One of the key areas where there is a risk of the mobile web rehashing old problems is that of consistency across different devices and user agents. There was a period some years ago when the web was at serious risk of fragmenting because of the massive differences in how different browsers interpreted HTML, and one could argue that there is a risk of the same thing happening with regard to the mobile web, because of the even greater range and variety of devices and software agents in general use, with more being developed every year. But the very fact that the web went through that period of risk means that these risks are known and are much more clearly understood. That means that they can be minimised from a much earlier stage in the technological development of mobile devices and software for accessing the web than was the case first time round.
General awareness of the need for accessibility is another area where, although there might be some overlap in the work that needs to be done, it is less than would be required if so much work had not already gone into publicising and raising awareness of accessibility from a disability perspective. Many web designers are already aware of accessibility and usability as important aspects of web design, and a growing number of designers are becoming skilled in implementing accessibility without compromising on visual interest or functionality. Incorporating additional techniques to further enhance the accessibility of websites should not present the same steep learning curve that these designers faced when first trying to learn or develop the accessibility techniques they now use all the time.
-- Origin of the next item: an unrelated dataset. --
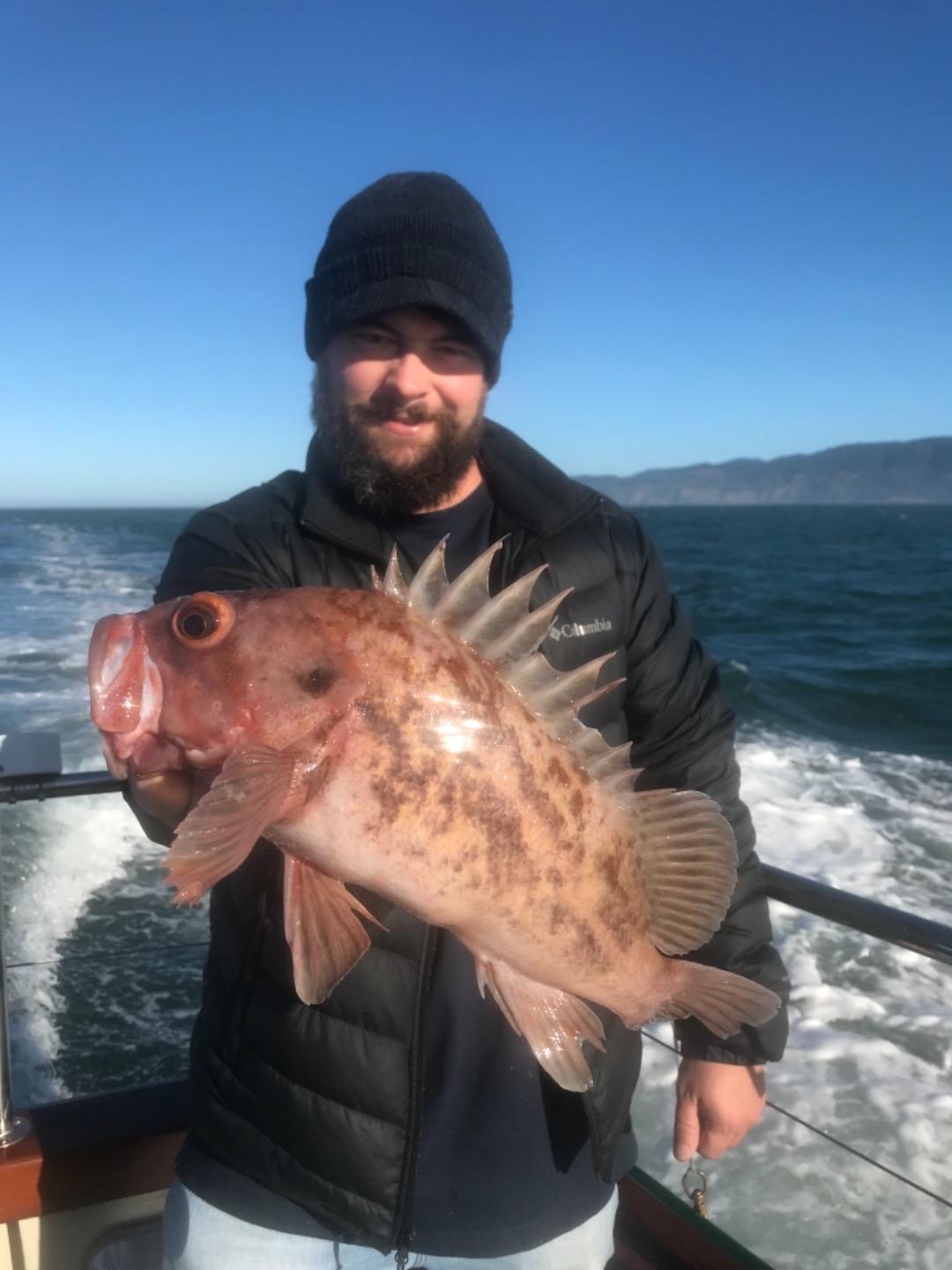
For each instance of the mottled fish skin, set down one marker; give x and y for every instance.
(376, 747)
(450, 798)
That's an important difference, since the web design world very much progresses as a result of many learning from a few, and as those with the knowledge and skills to develop new design techniques increase in number, there will be more examples of good, innovative design for other designers to copy and adapt.
In short - I don't think we're on a merry-go-round at all. Rather, it feels to me like a spiral staircase. There are times when one has a feeling of "haven't we been here before?". But each time that comes round, we're actually at a higher level than we were when we last tackled that particular issue. And while, like revising for exams, we might go back over some of the fundamentals, we also add new insights and thoughts and techniques to what was there before.